Compositor conciso disseca gente comum

LUIZ FERNANDO VIANNA
DA SUCURSAL DO RIO

Especialista em cobras e lagartos, Paulo Vanzolini também se especializou na fauna da noite paulistana, pessoas de "perdida felicidade", que andam "pela neblina envolvidas". Com precisão de cientista, mas olhos de poeta, dissecou essa gente como nenhum compositor.
Projetos como o documentário "Um Homem de Moral" e a caixa de quatro CDs "Acerto de Contas", de 2003, servem, antes de tudo, para assinalar que a galeria de personagens de Vanzolini vai muito além dos que estão em "Ronda" e "Volta por Cima", seus grandes sucessos.

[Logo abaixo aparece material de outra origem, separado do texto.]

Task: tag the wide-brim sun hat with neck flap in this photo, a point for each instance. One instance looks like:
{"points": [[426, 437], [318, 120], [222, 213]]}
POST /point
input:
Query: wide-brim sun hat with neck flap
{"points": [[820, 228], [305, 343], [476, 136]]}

Há o José, que "morreu de saudade/ Dia 15 que passou" ("José"). Há o homem que, insatisfeito com um casamento "na base do mais ou menos", se queixa: "Mulher que não dá samba eu não quero mais" ("Mulher que Não Dá Samba").
E muitas outras histórias de gente comum já foram contadas por Vanzolini. Predomina o tom menor das melodias, e nas letras sobressai uma combinação de doçura e amargura, como se os personagens não merecessem julgamento de homens de moral, apenas um olhar que exponha suas fraquezas e sua graça. E daí eles surgem únicos, não mais anônimos.
Como apontou Antonio Candido no encarte de "Acerto de Contas", Vanzolini sempre foi notório, entre os que o conhecem, por sua loquacidade, pelo prazer de conversar. Mas, na hora de compor, é geralmente conciso, monta suas tramas com poucos traços.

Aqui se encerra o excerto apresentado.